Have you seen this video?
I have now watched it and a couple others in the same vein about 50 times as I am preparing an article for Landscape Middle East on the subject of ‘greening the desert’. I am curious what you think? I am learning so much about permaculture right now and am quickly becoming fascinated with the subject. I am curious what you know about all of this? It all sounds too good to be true, which gives me pause. Is there really such a simple answer? what gives you pause or are you a permaculture champion? should we, as gardeners, all be talking incessantly about natural gardening? Can we really save the world? Let’s discuss.
When you go to Israel, you can tell where Syria and Lebanon begin because that’s where the trees stop. Say what you wilol of Israel, everybody has enough food and it’s all grown on public land. Where the US puts low-maintenance landscape fillers, Israel puts pomegranate, olive, fig and orange trees.
Solve ALL the world’s problems? Yeah, I’m not buying that. But reversing the process of desertification, yes, and increasing desertification is a major problem, and it is exciting to have some ideas about how to solve that. This is a very exciting concept — he shouldn’t have weakened his case by overstating it SO much at the end. Deserts are growing all the time, and ideas about how to turn that around are hugely important. This is a great way to think about how to solve ONE hugely important problem. All the world’s problems? Um… not so much.
It was exciting to see the creation of this garden and use of rainwater. To me, it seemed an impossible task. Gardening in the desert with high salt content. Thank you for the video. I am always thrilled to see someone succeed.

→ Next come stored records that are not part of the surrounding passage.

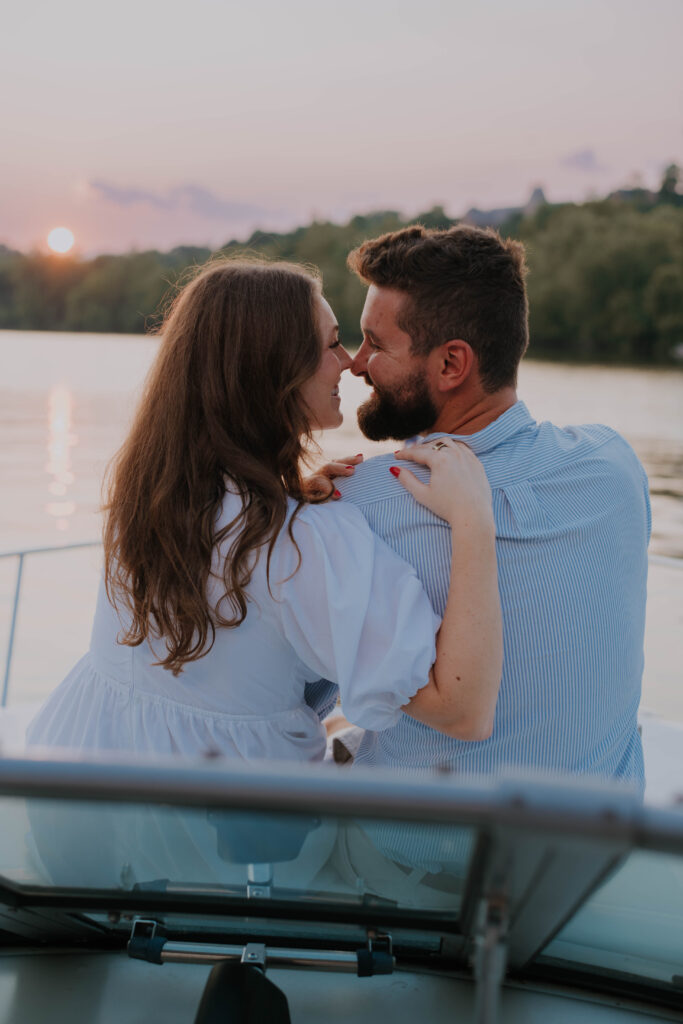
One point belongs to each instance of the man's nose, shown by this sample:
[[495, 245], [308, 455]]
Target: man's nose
[[359, 361], [344, 358]]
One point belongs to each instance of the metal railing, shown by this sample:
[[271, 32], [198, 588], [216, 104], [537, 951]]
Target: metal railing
[[676, 563], [22, 555]]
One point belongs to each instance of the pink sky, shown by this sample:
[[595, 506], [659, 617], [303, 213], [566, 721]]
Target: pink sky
[[156, 125]]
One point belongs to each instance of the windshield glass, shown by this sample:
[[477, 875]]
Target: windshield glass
[[127, 847], [557, 868], [633, 924]]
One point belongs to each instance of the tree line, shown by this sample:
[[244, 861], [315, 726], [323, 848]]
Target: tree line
[[605, 278]]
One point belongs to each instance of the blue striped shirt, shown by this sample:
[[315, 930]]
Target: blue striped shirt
[[572, 522]]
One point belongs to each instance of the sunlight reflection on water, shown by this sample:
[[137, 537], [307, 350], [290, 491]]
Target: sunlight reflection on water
[[73, 395]]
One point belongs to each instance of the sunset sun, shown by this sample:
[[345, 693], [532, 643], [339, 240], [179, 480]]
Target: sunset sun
[[60, 240]]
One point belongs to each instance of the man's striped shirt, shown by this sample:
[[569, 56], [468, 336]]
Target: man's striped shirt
[[572, 521]]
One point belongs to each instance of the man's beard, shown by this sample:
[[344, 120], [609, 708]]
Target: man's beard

Ditto Joseph T., but the practice is truly beyond concept. Returning organic matter to the soil and managing water on site are relatively simple and effective means of building topsoil, remediating erosion problems and improving ground water quality. For more info on permaculture see Toby Hemenways’ link http://patternliteracy.com/sustag.html
He will be the keynote speaker at 2010 Ecological landscape association conference. His book Gaias’ Garden- Guide to Homescale Permaculture is a good starter on the subject.

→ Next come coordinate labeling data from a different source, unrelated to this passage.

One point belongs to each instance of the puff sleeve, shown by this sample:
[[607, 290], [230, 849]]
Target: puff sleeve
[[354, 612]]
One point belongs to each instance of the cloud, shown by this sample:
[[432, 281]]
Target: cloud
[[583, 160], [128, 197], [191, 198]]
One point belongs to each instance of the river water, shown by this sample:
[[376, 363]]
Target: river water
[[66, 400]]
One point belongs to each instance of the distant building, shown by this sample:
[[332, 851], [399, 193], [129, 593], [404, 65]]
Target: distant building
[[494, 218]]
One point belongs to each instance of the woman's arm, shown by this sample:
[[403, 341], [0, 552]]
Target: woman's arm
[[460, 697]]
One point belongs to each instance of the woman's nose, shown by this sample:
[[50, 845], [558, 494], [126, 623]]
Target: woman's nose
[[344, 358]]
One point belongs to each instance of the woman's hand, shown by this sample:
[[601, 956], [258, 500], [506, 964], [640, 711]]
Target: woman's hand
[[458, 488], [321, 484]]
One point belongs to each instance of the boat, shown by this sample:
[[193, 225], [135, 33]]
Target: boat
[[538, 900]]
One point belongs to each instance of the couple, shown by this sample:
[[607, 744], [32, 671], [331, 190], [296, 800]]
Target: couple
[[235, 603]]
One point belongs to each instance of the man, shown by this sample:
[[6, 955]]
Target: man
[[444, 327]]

http://www.ecolandscaping.org/conference.html
I hope to meet some of you at the conference!
Happy holidays
I am thinking that it may indeed be possible, at least to significant degrees, to solve all the world’s problems in a garden when you include thinking of gardening in terms of self/local-reliance/self/local-empowerment and resilience insofar as growing your own food, making working the land your job and (therefore) not expending your, often meaningless/useless labour elsewhere and elsehow, such as to some faceless corporatocracy, and (therefore again) not having your labour stolen from you in the form of ‘wage-slave’ tax-deductions to some centralized nation-state and/or dictatorship to help fund their weapons and warfare.
Of course, in light of Peak Oil, the growing Middle-East unrest/civil war, and Occupy/Deep Green Resistance movements, and so forth, a fair bit more pertinence seems to be lent to this idea of world-problem-solving gardening.